La grâce Sauvage

  Le 10 septembre 2012 dans une petite ville du Loiret, un meurtre au fusil qui ne semblait apparemment rester qu’un simple fait divers, est devenu l’une des affaires médiatiques les plus importantes de ce début d’année 2016, mais a également sonné un signal d’alarme nécessaire. Jacqueline Sauvage, condamnée à dix ans de prison ferme pour meurtre après une longue procédure d’appel a été graciée partiellement le 31 janvier dernier par le Président de la République.

  Après 47 ans de violences verbales et physiques, de pressions, de menaces et d’harcèlement moral, subis par elle comme par ses 4 enfants, Jacqueline Sauvage tue son mari de trois coups de feu en cet après-midi de septembre 2012. Ses avocates plaident alors immédiatement un cas de légitime défense « différée », cas spécial qu’elles présentent comme évident en cas de violences conjugales Cette position est refusée une première fois en assises et une deuxième en fois en appel par deux jurés consécutifs. Pire encore, le fait qu’elle n’ait pas porté plainte pendant 47 ans laisse planer des doutes quant à sa justification et lui est reproché.

  Après la confirmation par la Cour d’Appel le 4 décembre dernier de sa condamnation, une pétition réunissant à la veille de la décision du Président plus de 435 000 signatures enflamme les réseaux sociaux et les médias de tous bords. Entre les défenseurs de l’idée de légitimité défense différée menée par les avocates et ceux qui dénoncent la demande de grâce comme un caprice féministe, l’apparentant à une peine de mort impulsive, tout le monde a eu son mot à dire, son opinion à partager, moralisatrice ou subversive.

  Cependant, en plein brouhaha médiatique ce sont deux « détails » qui ont retenu mon attention dans cette affaire particulièrement macabre.

  Premièrement, les réactions qu’on a pu entendre à chaque fois que l’affaire était mentionnée. Beaucoup condamnent la décision de M.Hollande: allons-nous maintenant vers une grâce de tous les meurtres commis par des femmes ? Que les angoissés d’une future castration ou d’un crime passionnel ne se rassurent, Mme. Sauvage n’est pas complètement libre à la recherche d’une prochaine victime. En effet, incarcérée depuis plus de trente mois, elle n’a pas été libérée immédiatement le 31 janvier au soir. La grâce partielle du Président va lui permettre de passer encore quelques mois en prison avant de pouvoir obtenir une liberté conditionnelle, juste le temps pour tous les inquiets de se cacher.
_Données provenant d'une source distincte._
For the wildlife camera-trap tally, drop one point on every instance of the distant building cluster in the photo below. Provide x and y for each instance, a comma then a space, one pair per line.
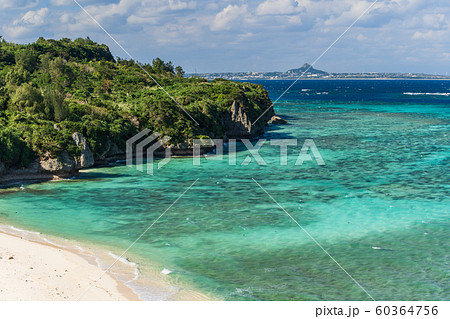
308, 72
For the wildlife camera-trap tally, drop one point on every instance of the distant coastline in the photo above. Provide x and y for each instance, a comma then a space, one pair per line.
307, 72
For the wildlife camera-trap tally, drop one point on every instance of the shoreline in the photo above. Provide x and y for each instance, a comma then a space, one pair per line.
48, 268
27, 274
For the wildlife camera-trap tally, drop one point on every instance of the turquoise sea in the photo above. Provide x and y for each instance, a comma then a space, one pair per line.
380, 206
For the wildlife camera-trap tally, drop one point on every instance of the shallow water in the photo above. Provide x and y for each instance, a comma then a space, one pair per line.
379, 206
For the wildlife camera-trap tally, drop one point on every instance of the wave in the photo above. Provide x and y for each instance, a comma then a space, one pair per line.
426, 93
127, 262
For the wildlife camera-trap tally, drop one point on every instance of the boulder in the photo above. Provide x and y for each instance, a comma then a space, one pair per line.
238, 125
62, 164
87, 158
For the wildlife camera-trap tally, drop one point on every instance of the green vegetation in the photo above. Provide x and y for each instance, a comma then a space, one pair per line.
52, 88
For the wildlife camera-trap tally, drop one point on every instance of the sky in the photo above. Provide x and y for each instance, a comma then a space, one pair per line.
260, 36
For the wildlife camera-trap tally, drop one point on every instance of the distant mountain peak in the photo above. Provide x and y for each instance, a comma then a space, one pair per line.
308, 69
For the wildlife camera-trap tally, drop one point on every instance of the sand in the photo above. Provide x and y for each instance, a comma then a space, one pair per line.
37, 271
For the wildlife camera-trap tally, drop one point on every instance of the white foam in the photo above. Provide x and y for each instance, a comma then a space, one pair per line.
123, 260
166, 271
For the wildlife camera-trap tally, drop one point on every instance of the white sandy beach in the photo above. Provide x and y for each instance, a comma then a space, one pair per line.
37, 271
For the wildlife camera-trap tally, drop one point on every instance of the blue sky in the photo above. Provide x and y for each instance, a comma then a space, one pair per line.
236, 35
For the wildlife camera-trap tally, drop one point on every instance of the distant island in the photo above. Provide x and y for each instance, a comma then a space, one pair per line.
308, 72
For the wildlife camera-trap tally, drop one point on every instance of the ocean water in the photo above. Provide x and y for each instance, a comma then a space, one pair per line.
380, 206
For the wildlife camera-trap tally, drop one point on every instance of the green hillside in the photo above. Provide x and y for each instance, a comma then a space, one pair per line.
52, 88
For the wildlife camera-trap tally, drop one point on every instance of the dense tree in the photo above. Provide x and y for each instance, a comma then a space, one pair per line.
50, 89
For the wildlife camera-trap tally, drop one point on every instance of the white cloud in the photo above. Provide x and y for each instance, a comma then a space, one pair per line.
274, 7
61, 2
224, 19
18, 4
33, 18
27, 23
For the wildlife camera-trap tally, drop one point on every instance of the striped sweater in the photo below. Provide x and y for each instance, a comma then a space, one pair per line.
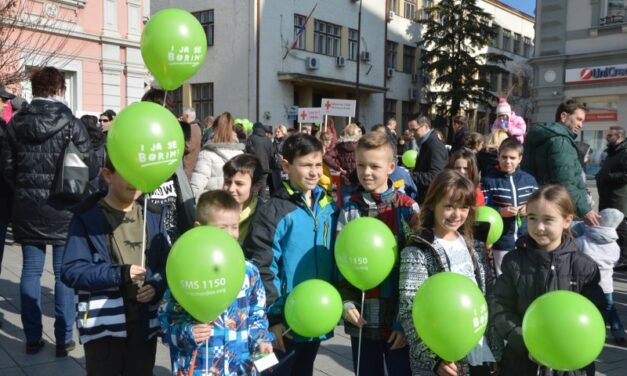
88, 269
  Dans un tout autre ton, j’ai malheureusement entendu une bien faible partie des éclairés s’indigner de ce que révèle cette affaire sur l’état de notre société. En 2014 en France, 134 femmes sont mortes suites aux violences subies dans leur couples et près de 216 000 femmes sont victimes de violences physiques et/ou sexuelles de la part de leur partenaire en moyenne par an (plus que la population du Grand Poitiers, oui.). On peut alors continuer à faire défiler les chiffres morbides: il en va de même pour ce qui concerne les viols et tentatives de viols, on estime que la moyenne tourne autour de 84 000 femmes victimes par an (selon le Ministère des Affaires Sociales).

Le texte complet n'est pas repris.